OLG Hamm: Unberechtigte Abmahnung führt nicht zu Kostenerstattung für den Abgemahnten

05.01.2010

Eine unberechtigte wettbewerbsrechtliche Abmahnung begründet grundsätzlich keinen Schadensersatzanspruch des Abgemahnten, so das OLG Hamm (Urt. v. 03.12.2009 - Az.: 4 U 149/09).

Der Beklagte nahm den Kläger wegen unterschiedlicher Internet-Wettbewerbsverstöße auf Unterlassung in Anspruch. Im einstweiligen Verfügungsverfahren stellte das Gericht fest, dass das Verhalten rechtsmißbräuchlich sei.

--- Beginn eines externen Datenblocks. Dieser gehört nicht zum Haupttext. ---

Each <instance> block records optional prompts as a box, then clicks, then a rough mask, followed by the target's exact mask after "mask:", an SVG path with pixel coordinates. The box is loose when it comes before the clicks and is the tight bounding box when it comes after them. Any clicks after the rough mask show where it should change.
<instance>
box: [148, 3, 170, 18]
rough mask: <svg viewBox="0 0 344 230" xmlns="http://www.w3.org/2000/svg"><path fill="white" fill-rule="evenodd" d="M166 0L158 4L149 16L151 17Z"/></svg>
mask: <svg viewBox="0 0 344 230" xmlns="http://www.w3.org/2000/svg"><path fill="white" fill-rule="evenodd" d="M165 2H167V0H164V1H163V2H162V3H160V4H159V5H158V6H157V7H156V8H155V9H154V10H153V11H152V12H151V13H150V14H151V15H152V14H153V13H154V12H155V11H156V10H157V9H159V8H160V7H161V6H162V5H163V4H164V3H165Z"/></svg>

Einen Tag nach dem Verfügungsverfahren mahnte der Kläger den Beklagten außergerichtlich wegen der unberechtigten Abmahnung ab. Er verlangte dann den Ersatz der Anwaltskosten für diese Gegenabmahnung.

Die Hammer Richter lehnten einen Ersatzanspruch ab.

Eine unberechtigte wettbewerbsrechtliche Abmahnung gehöre zum allgemeinen Wirtschaftsleben und sei von dem betroffenen Unternehmen hinzunehmen. Dies gelte insbesondere dann, wenn - wie im vorliegenden Fall - der Vorwurf inhaltlich zutreffend war und der Anspruch nur aufgrund des Rechtsmissbrauchs gescheitert sei.

Auch sei die Gegenabmahnung nicht erforderlich gewesen, denn der Kläger hätte seine Ansprüche im Rahmen einer negativen Feststellungsklage klären lassen können.